Investors’ excitement on the upcoming initial public offering (IPO) of Lyft, the second largest ride-hailing company based in San Francisco, is very high.
Based on investors’ commitments, the Lyft IPO is already oversubscribed. It will likely surpass its target $23 billion valuation, according to a report from Reuters citing information familiar with matter.
Meanwhile, prior to the Lyft IPO, Tom White, a senior equity research analyst at D.A. Davidson, initiated coverage of LYFT shares with a “Buy” rating and a $75 price target.
The ride-hailing company listed its shares on the NASDAQ and it is set to start trading its stock on March 29. It is expected to price its stock between the range of $62 and $68 per share.
White’s price target for LYFT shares is 10 percent above the top end of the ride-hailing company’s IPO price range. In a note to clients, the equity research analyst noted Lyft benefited from Uber’s PR and operation problems.
Lyft is benefiting from good PR
Over the past two years, Lyft’s market share increased from 22 percent to 39 percent, reducing Uber’s dominance. Riders perceive Lyft as a friendlier ride-hailing company than Uber, which suffered from numerous scandals including allegations of widespread sexual harassment, discrimination, and a major cyberattack cover-up, etc.

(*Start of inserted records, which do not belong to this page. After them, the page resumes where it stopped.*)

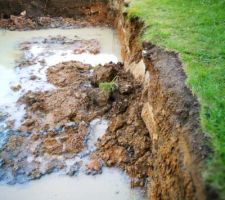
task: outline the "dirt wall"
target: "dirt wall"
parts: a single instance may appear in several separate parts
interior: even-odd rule
[[[149,42],[142,44],[139,36],[144,23],[128,19],[123,6],[122,0],[0,0],[0,13],[9,17],[26,10],[31,17],[97,16],[99,21],[113,22],[125,68],[144,86],[141,116],[152,144],[148,159],[150,199],[205,199],[201,169],[207,154],[206,138],[199,126],[199,104],[185,84],[179,55]]]
[[[199,125],[199,104],[186,86],[179,55],[139,40],[144,24],[118,12],[111,1],[125,67],[144,85],[142,119],[152,140],[149,196],[154,199],[205,199],[201,170],[207,155]]]
[[[1,17],[19,15],[26,10],[27,16],[81,18],[90,15],[101,15],[106,19],[107,1],[105,0],[0,0]]]

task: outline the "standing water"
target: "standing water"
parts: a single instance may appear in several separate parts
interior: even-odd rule
[[[52,38],[57,38],[57,41],[61,42],[54,41],[52,44],[45,42],[50,36],[51,41],[53,41]],[[96,54],[88,51],[74,53],[72,40],[92,39],[98,41],[100,52]],[[1,30],[0,44],[0,150],[14,134],[12,132],[17,132],[26,115],[24,106],[17,103],[19,98],[29,91],[55,89],[54,85],[47,82],[46,73],[50,66],[71,60],[92,66],[108,62],[116,63],[121,60],[117,36],[109,28],[49,29],[26,32]],[[30,46],[24,53],[21,49],[26,49],[26,45]],[[25,63],[26,67],[18,64],[19,60],[21,64],[23,57],[32,61]],[[31,79],[32,76],[37,78]],[[89,161],[90,152],[95,150],[95,143],[104,135],[107,126],[107,121],[104,119],[95,119],[90,123],[89,134],[86,138],[87,147],[78,156],[63,160],[67,165],[64,171],[59,170],[28,182],[28,179],[20,176],[14,180],[11,178],[12,174],[8,172],[7,174],[3,171],[4,168],[0,168],[0,200],[144,199],[143,191],[131,189],[129,178],[119,169],[103,168],[102,174],[93,176],[85,173],[81,167],[79,173],[73,174],[74,176],[66,175],[70,167],[77,162],[82,161],[84,166]],[[40,162],[40,168],[44,168],[46,160],[49,159],[46,155],[37,158],[32,155],[26,156],[28,163]],[[54,159],[62,160],[62,157],[58,156]],[[2,164],[2,158],[0,158],[0,167]]]

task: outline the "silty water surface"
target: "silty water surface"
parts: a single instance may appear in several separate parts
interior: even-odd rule
[[[16,60],[20,59],[22,52],[18,45],[33,38],[51,36],[65,36],[70,39],[96,39],[100,42],[101,52],[97,55],[82,53],[75,55],[70,49],[54,50],[52,54],[43,54],[46,66],[40,64],[30,65],[24,69],[16,68]],[[33,46],[31,55],[40,56],[45,49]],[[16,101],[30,91],[53,90],[54,86],[47,83],[47,68],[62,61],[76,60],[93,66],[98,64],[118,62],[120,46],[116,34],[109,28],[80,28],[80,29],[50,29],[38,31],[5,31],[0,30],[0,147],[4,145],[9,136],[6,131],[6,122],[15,121],[12,129],[16,130],[24,117],[25,110]],[[37,75],[38,81],[31,81],[30,76]],[[21,85],[22,89],[14,92],[11,87]],[[96,140],[101,137],[107,128],[107,121],[96,119],[91,122],[88,137],[88,148],[95,149]],[[76,160],[77,161],[77,160]],[[88,161],[83,160],[84,162]],[[75,160],[68,161],[72,165]],[[40,180],[30,181],[26,184],[9,186],[0,185],[0,200],[142,200],[143,191],[131,189],[129,178],[119,169],[103,168],[101,175],[91,176],[79,173],[69,177],[59,173],[46,175]]]

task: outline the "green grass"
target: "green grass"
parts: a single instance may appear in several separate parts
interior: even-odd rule
[[[214,151],[206,179],[225,199],[225,0],[132,0],[128,15],[145,21],[143,41],[179,52]]]

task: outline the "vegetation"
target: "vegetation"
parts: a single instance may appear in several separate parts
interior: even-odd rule
[[[225,0],[132,0],[128,14],[145,21],[142,40],[179,52],[211,137],[206,178],[225,198]]]

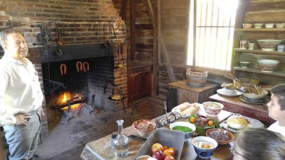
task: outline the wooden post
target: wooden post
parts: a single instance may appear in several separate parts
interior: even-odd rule
[[[130,0],[130,59],[136,60],[135,55],[135,0]]]

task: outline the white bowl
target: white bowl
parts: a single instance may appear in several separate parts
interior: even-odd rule
[[[133,127],[142,137],[147,137],[155,129],[156,124],[150,119],[140,119],[133,123]]]
[[[274,28],[274,23],[265,23],[265,28]]]
[[[224,108],[224,105],[222,103],[216,102],[204,102],[202,105],[204,110],[209,116],[217,116]],[[218,106],[218,107],[214,106]]]
[[[253,99],[253,100],[258,100],[258,99],[261,99],[265,97],[268,95],[268,92],[264,90],[261,90],[263,94],[261,95],[255,95],[252,93],[248,93],[248,92],[243,92],[242,95],[244,95],[244,97],[249,98],[249,99]]]
[[[257,63],[260,70],[265,73],[273,72],[279,64],[279,60],[269,59],[257,60]]]
[[[262,27],[263,23],[254,23],[255,28],[260,28]]]
[[[196,126],[192,123],[189,123],[187,122],[175,122],[170,125],[170,128],[171,130],[173,130],[173,127],[177,126],[184,126],[190,128],[192,132],[184,132],[184,142],[187,142],[192,134],[193,134],[194,132],[196,130]]]
[[[247,68],[249,66],[250,62],[239,62],[239,64],[242,68]]]
[[[277,39],[259,39],[257,43],[262,50],[274,51],[277,48],[277,45],[282,43],[282,40]]]
[[[211,149],[204,149],[199,147],[195,145],[195,142],[207,142],[213,146],[213,148]],[[204,136],[199,136],[193,138],[192,139],[192,143],[194,146],[194,149],[195,149],[195,152],[197,155],[202,159],[209,159],[212,154],[213,154],[214,149],[216,149],[217,146],[218,146],[218,143],[214,139],[204,137]]]

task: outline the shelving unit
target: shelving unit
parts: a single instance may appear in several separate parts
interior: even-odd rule
[[[235,31],[235,41],[237,43],[239,42],[239,41],[242,39],[252,41],[252,39],[248,39],[249,35],[256,36],[254,36],[254,40],[256,41],[261,36],[260,33],[262,33],[266,36],[276,33],[285,33],[285,28],[236,28]],[[256,33],[256,31],[258,33]],[[259,39],[263,39],[263,38],[260,38]],[[256,43],[256,46],[258,46],[257,43]],[[237,43],[236,43],[235,47],[237,47]],[[245,76],[247,78],[260,78],[260,80],[264,81],[265,83],[271,82],[270,81],[284,81],[282,80],[285,78],[285,65],[284,63],[285,61],[285,52],[279,52],[277,50],[265,51],[260,48],[256,49],[256,48],[257,47],[256,47],[254,50],[239,48],[233,49],[233,57],[235,57],[235,61],[233,61],[233,73],[237,77]],[[256,62],[256,60],[260,58],[276,59],[279,60],[280,63],[279,64],[279,70],[274,70],[271,73],[261,72],[258,68],[258,64]],[[234,66],[239,65],[239,62],[240,60],[251,62],[251,66],[248,68]]]
[[[244,50],[239,48],[234,48],[234,50],[237,52],[244,52],[244,53],[258,53],[258,54],[264,54],[264,55],[285,55],[285,52],[279,52],[279,51],[264,51],[262,50]]]
[[[265,73],[261,72],[259,68],[242,68],[241,67],[234,67],[234,73],[235,74],[236,70],[240,70],[244,72],[249,72],[249,73],[255,73],[259,74],[266,74],[269,75],[275,75],[275,76],[280,76],[285,78],[285,71],[274,71],[271,73]]]

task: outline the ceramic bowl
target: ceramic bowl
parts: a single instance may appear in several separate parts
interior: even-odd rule
[[[252,28],[252,23],[242,23],[242,27],[244,28]]]
[[[254,23],[255,28],[260,28],[262,27],[263,23]]]
[[[194,132],[196,130],[196,126],[192,123],[189,123],[187,122],[175,122],[170,125],[170,128],[171,130],[173,130],[173,127],[177,126],[184,126],[190,128],[192,132],[184,132],[184,142],[187,142],[190,137],[193,134]]]
[[[274,23],[265,23],[265,28],[274,28]]]
[[[274,51],[277,48],[277,45],[282,43],[282,40],[276,39],[259,39],[257,43],[262,50]]]
[[[284,28],[285,23],[276,23],[275,26],[276,28]]]
[[[276,69],[277,65],[279,63],[279,61],[276,60],[262,59],[257,60],[257,63],[261,71],[265,73],[271,73]]]
[[[204,102],[202,105],[204,110],[209,116],[217,116],[224,108],[222,103],[216,102]]]
[[[248,92],[243,92],[242,95],[244,95],[247,98],[252,99],[252,100],[258,100],[265,97],[268,95],[268,92],[264,90],[261,90],[262,94],[261,95],[256,95],[252,93]]]
[[[242,68],[249,68],[250,62],[239,62],[239,65]]]
[[[201,146],[197,145],[197,142],[206,142],[212,145],[212,148],[202,148]],[[201,159],[209,159],[218,146],[218,143],[214,139],[204,136],[199,136],[193,138],[192,143],[197,155]]]
[[[140,119],[133,123],[133,127],[142,137],[147,137],[155,129],[156,124],[150,119]]]
[[[229,137],[229,140],[227,140],[227,141],[219,141],[218,140],[219,137],[217,137],[217,138],[212,137],[211,132],[219,132],[219,131],[222,132],[222,133],[224,133],[225,134],[227,134],[227,136]],[[207,137],[211,137],[211,138],[214,139],[214,140],[217,141],[217,142],[218,142],[219,144],[222,144],[222,145],[227,144],[229,142],[231,142],[232,140],[234,140],[234,135],[231,132],[228,132],[227,130],[224,130],[223,129],[218,129],[218,128],[209,129],[206,132],[206,135]],[[221,136],[221,134],[217,134],[217,135]]]

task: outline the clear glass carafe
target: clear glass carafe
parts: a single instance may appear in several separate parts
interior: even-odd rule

According to White, Lyft is “deftly maximizing the benefits by aggressively differentiating its brand/mission around social-conscious values and corporate responsibility.”
“This is good PR, but also good for business (~80% of LYFT’s New Active Riders in the fourth quarter of 2018 downloaded the LYFT app organically,” he added.
Furthermore, White expressed optimism that the opportuning for ride-hailing companies in the United States will continue to expand. He noted that U.S. consumers are spending $1.2 trillion on personal transportation every year.
He noted, “On-demand services have already disrupted traditional ownership models in sectors like entertainment/computing. The continued population migration to cities and the rising costs of personal car ownership will further drive adoption of “Transportation as a Service” (TaaS) models over the coming years.”